I’m referring to the struggle with self-doubt, of course.

And if there’s one thing July taught me, it’s that this struggle is truly necessary for reflection and growth. In fact, I should be worried if I don’t feel any struggle and am completely comfortable. Because it’d mean that I’m not pushing myself, that I’m not being stretched, that I’m not growing. In work or in my personal development.

The fact that I see my struggles as negative when they occur does not mean that they truly are. Just like we hate the bitter medication we have to take when prescribed, but when we’re well we look back and see how we couldn’t have gotten better without enduring and going through the medication process. Something like that.

The going through of the struggle also showed me how much I want to continue to do what I do, IN SPITE of the difficulties. It did not trigger in me feelings or thoughts of wanting to quit, or give up, or just let things be. It triggered in me the persistence to think of new ideas, to infuse new life into my approaches and interventions, and to put in more efforts to make the necessary connections and to develop the confidence I need to speak about what I do. The struggle did all that. And I am thankful.

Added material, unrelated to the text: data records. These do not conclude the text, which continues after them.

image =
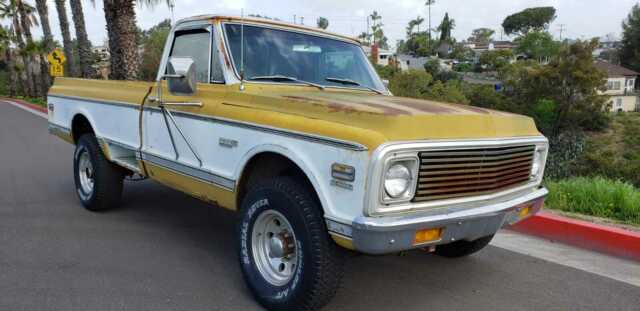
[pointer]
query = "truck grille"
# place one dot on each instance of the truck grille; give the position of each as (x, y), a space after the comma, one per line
(456, 173)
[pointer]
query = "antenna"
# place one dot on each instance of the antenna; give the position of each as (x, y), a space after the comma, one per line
(241, 49)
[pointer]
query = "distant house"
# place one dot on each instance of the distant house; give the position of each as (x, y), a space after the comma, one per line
(620, 86)
(383, 55)
(406, 62)
(480, 48)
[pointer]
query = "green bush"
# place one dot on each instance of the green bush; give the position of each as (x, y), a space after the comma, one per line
(596, 196)
(614, 154)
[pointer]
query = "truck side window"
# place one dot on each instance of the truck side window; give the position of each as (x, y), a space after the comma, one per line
(194, 44)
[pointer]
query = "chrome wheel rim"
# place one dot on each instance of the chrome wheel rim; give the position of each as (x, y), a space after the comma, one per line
(85, 172)
(274, 248)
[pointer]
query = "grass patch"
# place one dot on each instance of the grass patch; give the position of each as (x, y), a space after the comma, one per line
(596, 196)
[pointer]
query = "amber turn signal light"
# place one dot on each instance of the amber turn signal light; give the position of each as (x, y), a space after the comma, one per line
(427, 235)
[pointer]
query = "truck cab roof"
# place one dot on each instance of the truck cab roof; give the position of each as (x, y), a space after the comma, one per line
(266, 22)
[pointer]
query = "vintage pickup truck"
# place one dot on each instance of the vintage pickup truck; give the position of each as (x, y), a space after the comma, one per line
(292, 128)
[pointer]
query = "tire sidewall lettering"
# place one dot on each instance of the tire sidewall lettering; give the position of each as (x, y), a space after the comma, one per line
(261, 286)
(79, 150)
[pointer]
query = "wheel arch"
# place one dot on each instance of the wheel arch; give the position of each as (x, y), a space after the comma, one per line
(80, 125)
(277, 161)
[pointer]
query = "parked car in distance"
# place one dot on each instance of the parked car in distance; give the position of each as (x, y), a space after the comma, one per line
(292, 128)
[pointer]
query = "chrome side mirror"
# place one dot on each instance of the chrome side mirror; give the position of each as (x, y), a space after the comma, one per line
(181, 77)
(385, 82)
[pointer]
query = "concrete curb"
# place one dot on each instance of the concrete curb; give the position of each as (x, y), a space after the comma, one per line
(25, 104)
(604, 239)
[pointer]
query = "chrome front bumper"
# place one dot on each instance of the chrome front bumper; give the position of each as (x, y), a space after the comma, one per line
(381, 235)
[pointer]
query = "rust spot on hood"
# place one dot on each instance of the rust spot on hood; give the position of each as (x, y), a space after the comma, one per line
(423, 105)
(471, 108)
(350, 106)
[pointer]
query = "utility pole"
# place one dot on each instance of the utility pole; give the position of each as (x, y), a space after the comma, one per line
(367, 37)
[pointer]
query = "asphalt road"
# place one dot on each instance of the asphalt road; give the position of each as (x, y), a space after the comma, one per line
(163, 250)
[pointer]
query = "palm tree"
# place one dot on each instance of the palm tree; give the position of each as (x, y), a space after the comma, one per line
(10, 9)
(418, 21)
(5, 48)
(27, 20)
(120, 16)
(429, 3)
(43, 13)
(66, 37)
(48, 44)
(84, 46)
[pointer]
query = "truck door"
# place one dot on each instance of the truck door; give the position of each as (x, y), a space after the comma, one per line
(178, 132)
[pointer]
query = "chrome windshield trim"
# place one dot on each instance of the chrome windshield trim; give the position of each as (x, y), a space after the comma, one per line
(237, 74)
(373, 207)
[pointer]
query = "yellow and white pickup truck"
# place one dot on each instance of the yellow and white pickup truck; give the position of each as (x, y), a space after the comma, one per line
(292, 128)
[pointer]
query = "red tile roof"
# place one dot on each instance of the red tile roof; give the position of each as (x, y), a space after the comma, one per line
(613, 70)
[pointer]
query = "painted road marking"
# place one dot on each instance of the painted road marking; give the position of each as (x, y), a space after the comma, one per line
(38, 113)
(604, 265)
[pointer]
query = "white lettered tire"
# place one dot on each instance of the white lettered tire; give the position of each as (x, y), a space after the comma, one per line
(98, 182)
(287, 257)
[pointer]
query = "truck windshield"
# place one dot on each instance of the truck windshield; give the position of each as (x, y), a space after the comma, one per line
(291, 57)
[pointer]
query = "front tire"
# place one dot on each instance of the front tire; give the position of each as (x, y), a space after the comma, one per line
(98, 181)
(287, 257)
(462, 248)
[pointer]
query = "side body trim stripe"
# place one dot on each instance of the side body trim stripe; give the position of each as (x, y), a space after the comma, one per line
(293, 134)
(272, 130)
(193, 172)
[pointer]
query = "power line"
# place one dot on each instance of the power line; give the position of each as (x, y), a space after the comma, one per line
(561, 29)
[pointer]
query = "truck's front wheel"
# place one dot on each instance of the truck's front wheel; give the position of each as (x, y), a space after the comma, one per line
(98, 181)
(286, 255)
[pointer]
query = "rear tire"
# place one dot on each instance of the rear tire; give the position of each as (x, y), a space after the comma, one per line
(98, 181)
(462, 248)
(303, 268)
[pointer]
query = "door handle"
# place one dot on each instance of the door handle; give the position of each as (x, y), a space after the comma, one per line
(181, 104)
(156, 100)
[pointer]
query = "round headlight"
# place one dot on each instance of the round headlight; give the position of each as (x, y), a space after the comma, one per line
(397, 180)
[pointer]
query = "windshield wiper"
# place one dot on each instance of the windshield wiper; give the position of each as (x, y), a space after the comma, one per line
(351, 82)
(286, 78)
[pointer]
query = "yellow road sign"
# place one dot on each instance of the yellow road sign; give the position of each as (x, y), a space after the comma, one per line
(56, 57)
(56, 70)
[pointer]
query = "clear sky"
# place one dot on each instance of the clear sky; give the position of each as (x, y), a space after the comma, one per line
(581, 18)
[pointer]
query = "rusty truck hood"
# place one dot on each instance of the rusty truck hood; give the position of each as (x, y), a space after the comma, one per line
(368, 118)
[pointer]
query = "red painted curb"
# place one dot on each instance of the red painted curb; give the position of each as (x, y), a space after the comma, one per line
(604, 239)
(26, 104)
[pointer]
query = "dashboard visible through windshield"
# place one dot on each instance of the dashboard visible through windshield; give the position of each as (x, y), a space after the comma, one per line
(291, 57)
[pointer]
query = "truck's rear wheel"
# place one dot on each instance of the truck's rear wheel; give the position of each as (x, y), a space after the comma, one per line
(98, 181)
(462, 248)
(286, 255)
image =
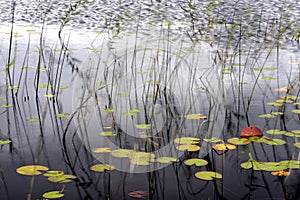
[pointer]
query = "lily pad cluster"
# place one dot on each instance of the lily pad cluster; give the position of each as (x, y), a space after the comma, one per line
(52, 175)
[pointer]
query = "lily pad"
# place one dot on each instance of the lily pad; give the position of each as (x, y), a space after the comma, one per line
(275, 132)
(238, 141)
(224, 147)
(195, 116)
(65, 178)
(188, 147)
(53, 195)
(31, 170)
(121, 153)
(187, 140)
(53, 173)
(141, 158)
(102, 167)
(208, 175)
(167, 160)
(212, 140)
(102, 150)
(196, 161)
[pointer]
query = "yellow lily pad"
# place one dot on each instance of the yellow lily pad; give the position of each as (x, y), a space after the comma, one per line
(102, 167)
(31, 170)
(208, 175)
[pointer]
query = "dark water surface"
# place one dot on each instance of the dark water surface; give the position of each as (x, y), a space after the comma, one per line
(215, 76)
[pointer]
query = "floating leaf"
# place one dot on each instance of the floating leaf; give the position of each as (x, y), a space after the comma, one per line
(188, 147)
(266, 116)
(196, 161)
(3, 142)
(49, 95)
(167, 160)
(121, 153)
(107, 133)
(102, 150)
(141, 158)
(65, 178)
(212, 140)
(108, 110)
(102, 167)
(280, 173)
(143, 126)
(238, 141)
(195, 116)
(275, 132)
(53, 195)
(31, 170)
(53, 173)
(277, 113)
(296, 111)
(224, 147)
(284, 89)
(297, 144)
(187, 140)
(208, 175)
(33, 120)
(138, 194)
(62, 115)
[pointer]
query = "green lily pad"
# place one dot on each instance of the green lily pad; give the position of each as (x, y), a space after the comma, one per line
(187, 140)
(208, 175)
(107, 134)
(167, 160)
(4, 142)
(195, 116)
(196, 161)
(143, 126)
(238, 141)
(53, 195)
(297, 144)
(212, 140)
(141, 158)
(31, 170)
(274, 141)
(53, 173)
(64, 178)
(102, 167)
(266, 116)
(275, 132)
(7, 106)
(121, 153)
(188, 147)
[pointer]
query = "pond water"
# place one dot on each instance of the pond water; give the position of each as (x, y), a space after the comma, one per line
(120, 82)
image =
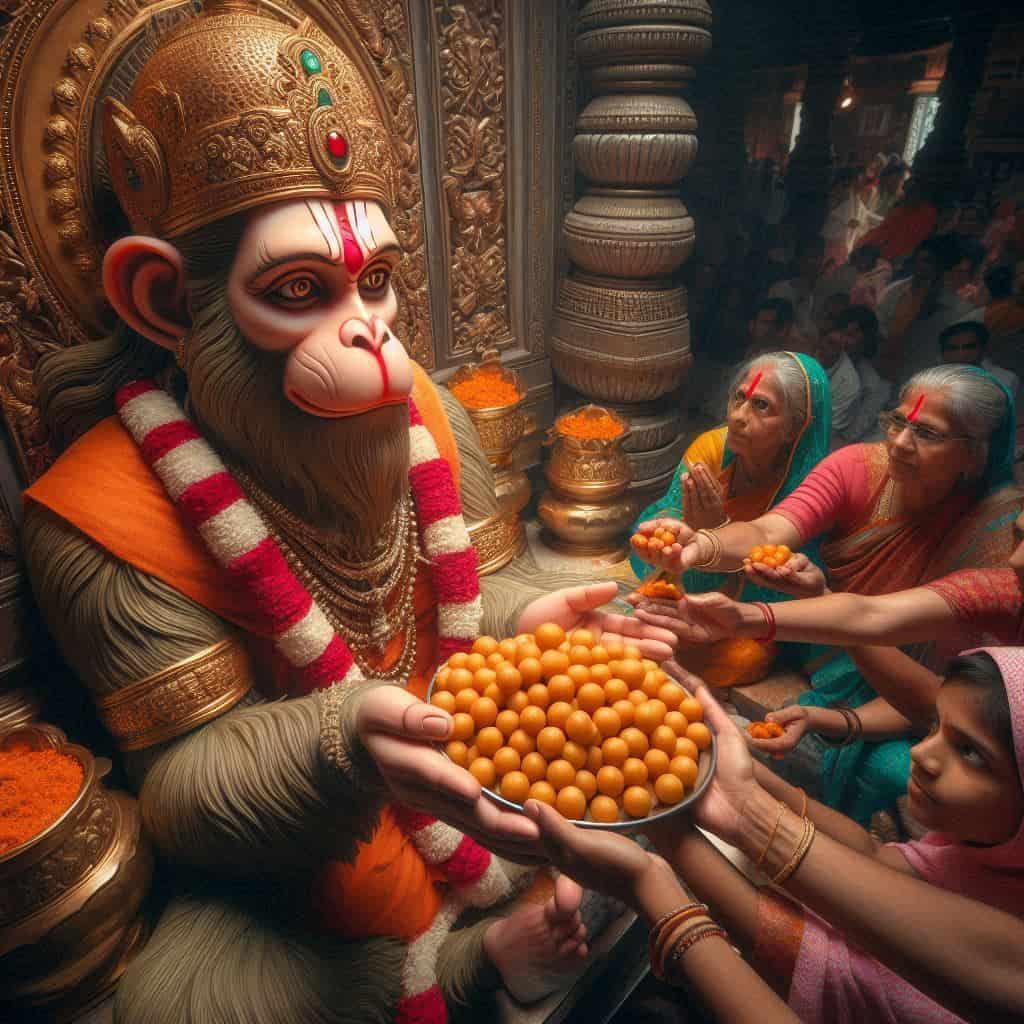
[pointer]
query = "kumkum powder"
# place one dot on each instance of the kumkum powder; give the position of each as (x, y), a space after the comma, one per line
(486, 388)
(36, 787)
(587, 426)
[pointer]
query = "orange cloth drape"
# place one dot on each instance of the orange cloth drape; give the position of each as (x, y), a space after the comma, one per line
(102, 486)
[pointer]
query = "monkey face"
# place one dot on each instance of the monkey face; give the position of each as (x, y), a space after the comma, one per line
(312, 279)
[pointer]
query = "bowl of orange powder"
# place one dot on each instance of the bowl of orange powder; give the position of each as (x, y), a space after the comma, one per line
(74, 870)
(600, 733)
(493, 396)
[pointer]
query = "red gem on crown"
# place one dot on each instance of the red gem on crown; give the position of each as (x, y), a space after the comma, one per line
(337, 144)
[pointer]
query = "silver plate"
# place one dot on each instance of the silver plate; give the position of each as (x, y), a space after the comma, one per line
(706, 768)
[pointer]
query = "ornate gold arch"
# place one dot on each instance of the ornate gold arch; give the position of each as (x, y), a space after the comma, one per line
(57, 58)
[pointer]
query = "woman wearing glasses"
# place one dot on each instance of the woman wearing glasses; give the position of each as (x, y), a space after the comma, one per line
(933, 498)
(777, 429)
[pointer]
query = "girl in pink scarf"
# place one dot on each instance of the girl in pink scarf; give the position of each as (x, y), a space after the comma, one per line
(967, 786)
(967, 783)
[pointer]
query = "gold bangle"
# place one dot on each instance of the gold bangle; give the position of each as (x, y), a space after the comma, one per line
(668, 940)
(771, 839)
(664, 927)
(179, 698)
(716, 550)
(798, 855)
(689, 940)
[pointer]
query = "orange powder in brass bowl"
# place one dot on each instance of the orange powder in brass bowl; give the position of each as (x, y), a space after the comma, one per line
(36, 787)
(486, 388)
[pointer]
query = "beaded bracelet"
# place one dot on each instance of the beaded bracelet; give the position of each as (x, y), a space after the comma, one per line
(771, 838)
(663, 927)
(716, 549)
(798, 855)
(690, 939)
(803, 809)
(766, 610)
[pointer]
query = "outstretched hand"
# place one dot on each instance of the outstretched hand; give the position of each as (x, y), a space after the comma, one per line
(721, 809)
(798, 578)
(399, 732)
(601, 860)
(689, 550)
(693, 619)
(795, 720)
(579, 607)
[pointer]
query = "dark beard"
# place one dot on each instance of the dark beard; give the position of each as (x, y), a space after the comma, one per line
(345, 475)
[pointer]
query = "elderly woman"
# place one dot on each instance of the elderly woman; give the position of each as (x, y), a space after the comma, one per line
(777, 430)
(932, 499)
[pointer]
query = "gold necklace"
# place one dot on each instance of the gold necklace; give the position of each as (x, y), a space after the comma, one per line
(367, 615)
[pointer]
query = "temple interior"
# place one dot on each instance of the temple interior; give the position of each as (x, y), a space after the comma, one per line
(625, 390)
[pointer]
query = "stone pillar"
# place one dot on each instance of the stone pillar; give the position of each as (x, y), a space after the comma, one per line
(715, 187)
(620, 334)
(812, 163)
(942, 165)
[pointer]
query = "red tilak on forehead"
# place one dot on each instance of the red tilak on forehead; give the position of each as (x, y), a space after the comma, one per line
(353, 254)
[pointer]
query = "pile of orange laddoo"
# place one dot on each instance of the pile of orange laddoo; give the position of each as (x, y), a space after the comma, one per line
(662, 538)
(765, 730)
(595, 730)
(771, 555)
(662, 585)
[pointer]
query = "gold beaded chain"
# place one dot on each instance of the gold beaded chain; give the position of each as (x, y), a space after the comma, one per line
(354, 594)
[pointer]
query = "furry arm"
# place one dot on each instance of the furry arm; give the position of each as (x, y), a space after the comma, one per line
(260, 787)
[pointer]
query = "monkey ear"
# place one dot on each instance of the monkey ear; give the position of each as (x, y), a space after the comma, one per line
(144, 280)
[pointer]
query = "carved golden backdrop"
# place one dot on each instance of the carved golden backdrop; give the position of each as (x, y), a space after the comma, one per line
(57, 60)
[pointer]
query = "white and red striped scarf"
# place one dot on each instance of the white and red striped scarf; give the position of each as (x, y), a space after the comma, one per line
(211, 502)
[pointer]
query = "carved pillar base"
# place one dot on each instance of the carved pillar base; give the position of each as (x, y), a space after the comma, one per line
(621, 334)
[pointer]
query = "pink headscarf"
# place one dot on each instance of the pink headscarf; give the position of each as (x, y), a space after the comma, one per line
(994, 873)
(837, 983)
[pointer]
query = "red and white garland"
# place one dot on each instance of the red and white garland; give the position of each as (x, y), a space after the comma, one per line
(211, 502)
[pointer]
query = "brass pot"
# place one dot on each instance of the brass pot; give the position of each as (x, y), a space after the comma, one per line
(581, 528)
(71, 897)
(588, 470)
(501, 427)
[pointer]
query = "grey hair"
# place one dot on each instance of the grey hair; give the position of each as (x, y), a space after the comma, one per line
(974, 400)
(792, 383)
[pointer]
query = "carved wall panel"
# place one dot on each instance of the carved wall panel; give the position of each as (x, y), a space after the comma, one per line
(472, 49)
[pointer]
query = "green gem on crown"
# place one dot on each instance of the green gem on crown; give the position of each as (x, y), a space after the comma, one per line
(310, 62)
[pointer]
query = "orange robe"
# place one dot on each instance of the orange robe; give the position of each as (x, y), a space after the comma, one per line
(102, 486)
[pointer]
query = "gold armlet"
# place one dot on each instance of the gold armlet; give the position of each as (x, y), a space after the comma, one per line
(178, 698)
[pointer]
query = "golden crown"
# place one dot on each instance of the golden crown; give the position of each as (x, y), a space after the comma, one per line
(235, 110)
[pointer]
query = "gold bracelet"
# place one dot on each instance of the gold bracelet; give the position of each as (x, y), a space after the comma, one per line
(655, 941)
(798, 855)
(672, 937)
(179, 698)
(691, 939)
(771, 839)
(716, 550)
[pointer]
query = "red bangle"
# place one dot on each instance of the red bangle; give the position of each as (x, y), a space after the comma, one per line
(766, 610)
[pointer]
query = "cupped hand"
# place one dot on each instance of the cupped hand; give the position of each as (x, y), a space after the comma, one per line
(798, 578)
(690, 548)
(399, 732)
(693, 619)
(579, 607)
(601, 860)
(795, 720)
(704, 499)
(721, 809)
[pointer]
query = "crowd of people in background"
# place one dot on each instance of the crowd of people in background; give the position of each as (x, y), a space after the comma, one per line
(894, 284)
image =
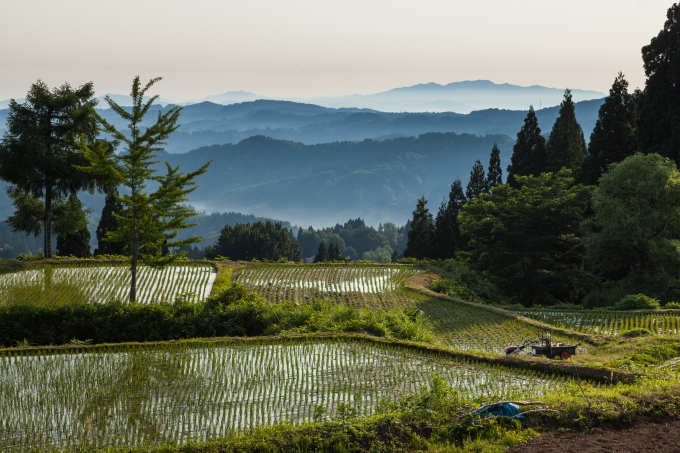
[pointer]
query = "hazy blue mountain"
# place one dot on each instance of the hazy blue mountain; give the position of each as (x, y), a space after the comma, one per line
(462, 97)
(230, 97)
(208, 123)
(326, 183)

I’m sure the next wave of self-doubt will come soon enough – there seems to be no lack of that in our world. Let’s hope that I’ll remember this lesson, on the value of a good struggle.

 

To Know What We Want

On a Friday evening, I met up with an ex-colleague. And we talked about the usual things. And among the things we spoke about, I realised one thing.

Knowing what you want to do with your life is a great privilege.

It’s so easy to assume that everyone knows what they’d want to do with their life. Who wouldn’t know what they want?

But the truth is that it’s much easier to know what we want at the material level than at a deeper level. It’s easier to decide what kind of movies we want to watch, which brands of clothing and bags we like, than to know what moves you, motivates you, and inspires you. And to have the circumstances to realise our aspirations are even more rare.

So today, I am thankful for the simple fact that I know what I want to do with my life (for now), and that I am equipped to live closely aligned enough to those aspirations.

Perfection will never be permanent, and maybe all we will ever have are glimpses of it. But knowing where we are in proximity makes all the difference.